Obama’s Immigration Enforcement a Carbon Copy of Bush’s

A year and a half into his presidency, Obama has reached a new low on immigration enforcement. Or rather, a new high.

By Michelle Chen Jul 19, 2010

A year and a half into his presidency, Obama has reached a new low on immigration enforcement. Or rather, a new high. The most recent data released by Homeland Security shows that immigration-related prosecutions initiated by ICE and the Border Patrol have reached levels comparable to those seen under the Bush administration.

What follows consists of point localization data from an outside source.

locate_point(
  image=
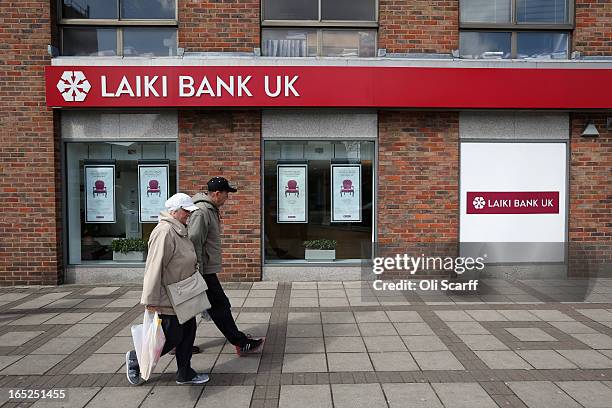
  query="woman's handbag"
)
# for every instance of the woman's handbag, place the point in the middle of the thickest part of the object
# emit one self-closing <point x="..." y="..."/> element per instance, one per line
<point x="188" y="297"/>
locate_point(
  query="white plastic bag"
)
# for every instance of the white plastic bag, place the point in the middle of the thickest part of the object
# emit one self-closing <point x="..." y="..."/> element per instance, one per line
<point x="149" y="341"/>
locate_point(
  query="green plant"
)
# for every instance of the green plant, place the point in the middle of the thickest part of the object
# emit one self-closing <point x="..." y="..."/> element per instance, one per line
<point x="327" y="244"/>
<point x="125" y="245"/>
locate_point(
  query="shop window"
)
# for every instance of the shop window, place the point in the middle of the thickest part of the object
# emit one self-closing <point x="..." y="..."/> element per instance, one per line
<point x="522" y="29"/>
<point x="326" y="28"/>
<point x="317" y="190"/>
<point x="119" y="27"/>
<point x="111" y="196"/>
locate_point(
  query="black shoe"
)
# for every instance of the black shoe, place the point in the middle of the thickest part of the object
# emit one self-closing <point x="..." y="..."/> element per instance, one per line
<point x="132" y="369"/>
<point x="252" y="346"/>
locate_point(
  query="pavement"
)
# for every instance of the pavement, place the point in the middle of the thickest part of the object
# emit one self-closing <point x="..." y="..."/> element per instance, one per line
<point x="329" y="344"/>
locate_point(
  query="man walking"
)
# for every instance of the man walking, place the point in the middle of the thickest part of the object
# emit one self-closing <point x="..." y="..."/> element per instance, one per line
<point x="204" y="230"/>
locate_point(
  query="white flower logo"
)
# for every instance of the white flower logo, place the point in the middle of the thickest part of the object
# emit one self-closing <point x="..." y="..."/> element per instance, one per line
<point x="74" y="86"/>
<point x="478" y="203"/>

An analysis from Transactional Records Access Clearinghouse (TRAC) at Syracuse University casts shadows on Obama’s recent overtures on immigration reform.

According to TRAC:

The government reported that during April 2010 there were 7,822 new prosecutions referred by Customs and Border Protection (CBP), following 7,090 prosecutions in March. The total of 14,912 is the highest two-month total since September and October of 2008, when the combined figure was 16,127.

In addition, there were 2,119 new criminal prosecutions referred by Immigration and Customs Enforcement (ICE) in April 2010, following a March figure of 2,026. The combined two-month total of 4,145 is the highest recorded since the creation of the agency in 2005. This surpasses previous highs of 3,777 in July and August of 2008 and 3,787 in July and August of 2009.

Overall, the number of prosecutions topped 10,000, bringing overall levels of criminal immigration enforcement to Bush administration levels. (Note that "criminal" here refers to a broad array of violations, including many nonviolent, relatively minor offenses.) The bar graph depicting prosecutions over time shows a through-line from the waning days of the Bush regime into the Obama administration. Border Patrol prosecutions in particular have soared since the middle of Bush’s second term, and the pattern has carried over well into Obama’s first.

From February to April 2010, border patrol prosecution referrals from the Southwest Border jumped 45 percent. It was in April, too, that Obama, pressured by an increasingly frustrated immigrant rights movement, began criticizing SB 1070 as "misguided."

Now it looks like Arizona was just trying to lend Obama a helping hand. The state accounts for nearly a third of border patrol prosecution referrals, topping every other Southwestern district, according to TRAC.

The analysis also suggests that ICE, the agency that brought you Sheriff Joe Arpaio’s 287(g), has not eased its targeting of communities and workplaces, with prosecution referrals up 42 percent. Arizona again ranks number two on that measure, but an even larger increase was seen in enforcement actions in other districts outside the Southwest border.

As for the ultimate fate of the immigrants facing prosecution, the 388,000 deportations in 2009, overlapping with Obama’s first year in office, may cement this President’s place in history as the most eager to kick people out of the country, often with scant respect for basic civil rights or family bonds.

Within Homeland Security, officials seem to be fumbling with contradictory words and deeds. Even compared to his predecessors, Obama’s legacy on immigration reform looks pretty anemic.

The problem goes beyond political integrity. With SB 1070 poised to go into effect, Arizona’s already steroidal crackdown on undocumented immigrants (or anyone who looks and sounds like one) may soon go into overdrive. Yet Arizona is just amping up an old tune. Long before SB 1070, immigration enforcement involved collusion between federal and local authorities. Keep that in mind as the Justice Department plays good cop in the pending lawsuit against the legislation.

Whatever lukewarm promises come out of the White House about immigration reform and upholding civil rights, activists should weigh those words against numbers that tell a starkly different story.